Bring on the left-hander.

The late Henry "Lefty" Ranweiler was the overwhelming choice to become the 20th member of the Tribune Sports Hall of Fame.

Ranweiler was a former sports editor at the Tribune from 1958-74, as well as a minor league baseball player, an umpire, a referee and a coach. He succumbed to cancer at age 52 in 1974. So popular was Ranweiler, that during a benefit and recognition night to help raise money to alleviate medical costs during his battle with cancer, then-Governor Wendell Anderson proclaimed June 13, 1973, as Lefty Ranweiler Day throughout Minnesota.

Ranweiler received 17 of the 23 first-place votes cast and amassed 197 points. Only one ballot was not returned. A finalist had to receive 138 votes to qualify for induction.

Former Danube coach and athletic director Rod Black was second with 71 points. Former Minnesota Gopher and all-Big Ten tackle Norm Sixta of Willmar was third with 62 points.

Ranweiler's well-known column called Portside Slants covered material on high school, college and pro athletes. And along with his officiating basketball and football, as well as umpiring baseball games, Ranweiler was perhaps the most widely recognized figure in west central Minnesota during the 1960s and early 70s. He also was head baseball coach at Willmar Community College (now Ridgewater College) from 1966-73 and guided the Warriors to five straight Region 13 titles.
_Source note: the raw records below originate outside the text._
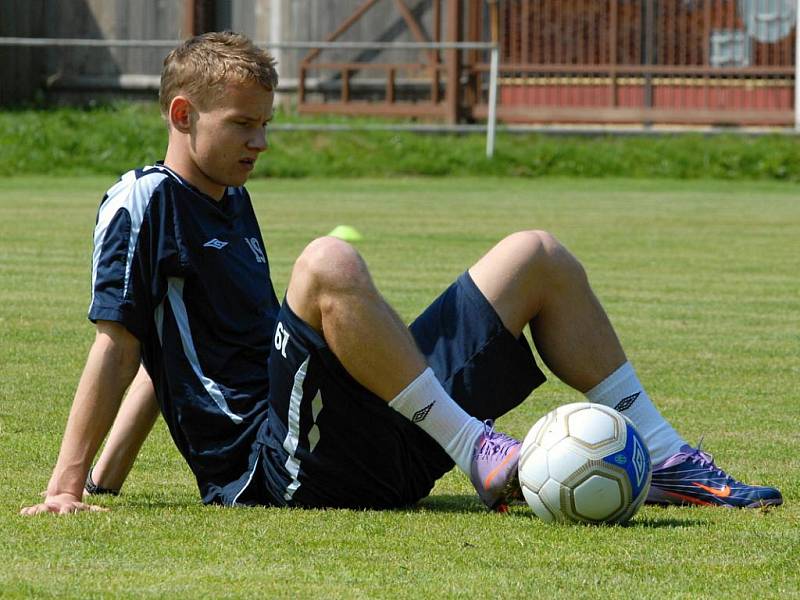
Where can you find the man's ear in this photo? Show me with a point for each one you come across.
(180, 113)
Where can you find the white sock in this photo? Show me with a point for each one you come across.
(425, 403)
(622, 391)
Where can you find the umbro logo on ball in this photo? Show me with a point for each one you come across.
(422, 413)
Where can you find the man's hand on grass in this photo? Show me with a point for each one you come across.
(61, 504)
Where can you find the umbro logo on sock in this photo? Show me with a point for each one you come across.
(626, 402)
(215, 243)
(422, 413)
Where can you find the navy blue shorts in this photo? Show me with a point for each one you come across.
(329, 442)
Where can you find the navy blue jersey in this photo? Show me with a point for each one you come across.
(189, 277)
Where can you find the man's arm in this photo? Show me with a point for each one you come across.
(135, 419)
(112, 363)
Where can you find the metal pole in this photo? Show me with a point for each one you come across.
(797, 67)
(492, 117)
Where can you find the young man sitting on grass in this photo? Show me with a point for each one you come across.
(327, 400)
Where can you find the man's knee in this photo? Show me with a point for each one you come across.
(543, 254)
(329, 264)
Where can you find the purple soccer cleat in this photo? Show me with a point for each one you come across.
(494, 468)
(691, 477)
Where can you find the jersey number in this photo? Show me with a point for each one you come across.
(281, 339)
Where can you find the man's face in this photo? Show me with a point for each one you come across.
(227, 138)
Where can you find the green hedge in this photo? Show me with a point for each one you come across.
(109, 140)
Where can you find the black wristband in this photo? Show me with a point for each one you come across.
(94, 489)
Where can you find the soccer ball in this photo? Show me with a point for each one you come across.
(586, 463)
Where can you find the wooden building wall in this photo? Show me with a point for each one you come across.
(82, 72)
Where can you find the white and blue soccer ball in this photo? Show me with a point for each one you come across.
(586, 463)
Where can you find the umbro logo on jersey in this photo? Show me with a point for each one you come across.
(422, 413)
(626, 402)
(215, 243)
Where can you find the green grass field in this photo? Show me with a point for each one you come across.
(702, 280)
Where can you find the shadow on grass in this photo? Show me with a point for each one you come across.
(452, 503)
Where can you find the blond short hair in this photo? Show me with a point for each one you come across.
(202, 66)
Ranweiler also played semi-pro baseball in 1949 in Bird Island and in Olivia in 1951, then for the Willmar Rails' Class AA amateur state champions in 1952. He was in the Merchant Marines from 1941-45 and then was signed by the Cleveland Indians in 1946 and spent two seasons in the minor leagues.

Because of his work with high school football, Ranweiler was inducted into the Minnesota State High School Football Coaches Association Hall of Fame in 1966, the same year as legendary St. John's University football coach John Gagliardi.

This was the first year that Ranweiler was a finalist for the Hall of Fame. He and former Tribune sports editor Herb Hengstler have their names attributed to our annual Hengstler-Ranweiler Award for outstanding male and female high school athletes from the area.

Voting was done by one representative in each of the 21 school districts in our coverage area, plus five Tribune employees. Voters include current and former coaches, athletic directors, principals and sports enthusiasts.

Ranweiler's plaque will hang with the other 19 inductees in the Tribune's front hallway.